PeerJ Comput Sci. 2024 Mar 29:10:e1974. doi: 10.7717/peerj-cs.1974. eCollection 2024.

Abstract

Background: In the domain of natural language processing (NLP), the development and success of advanced language models are predominantly anchored in the richness of available linguistic resources. Languages such as Azerbaijani, which is classified as a low-resource, often face challenges arising from limited labeled datasets, consequently hindering effective model training.

Methodology: The primary objective of this study was to enhance the effectiveness and generalization capabilities of news text classification models using text augmentation techniques. In this study, we solve the problem of working with low-resource languages using translations using the Facebook mBart50 model, as well as the Google Translate API and a combination of mBart50 and Google Translate thus expanding the capabilities when working with text.

Results: The experimental outcomes reveal a promising uptick in classification performance when models are trained on the augmented dataset compared with their counterparts using the original data. This investigation underscores the immense potential of combined data augmentation strategies to bolster the NLP capabilities of underrepresented languages.
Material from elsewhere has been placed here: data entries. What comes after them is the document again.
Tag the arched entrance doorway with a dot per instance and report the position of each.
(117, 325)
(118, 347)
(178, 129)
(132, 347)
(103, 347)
As a result of our research, we have published our labeled text classification dataset and pre-trained RoBERTa model for the Azerbaijani language.

Keywords: Azerbaijani language; Deep learning; Low-resource language; Machine learning; Natural language processing; Text augmentation; Text classification.

Grants and funding

This work was supported by the Ministry of Education and Sciences of the Republic of Kazakhstan under the following grants: #AP14871214 “Development of machine learning methods to increase the coherence of text in summaries produced by the Extractive Summarization Methods” and #AP09260670 “Development of methods and algorithms for augmenting input data for modifying vector word embeddings”. The funders had no role in study design, data collection and analysis, decision to publish, or preparation of the manuscript.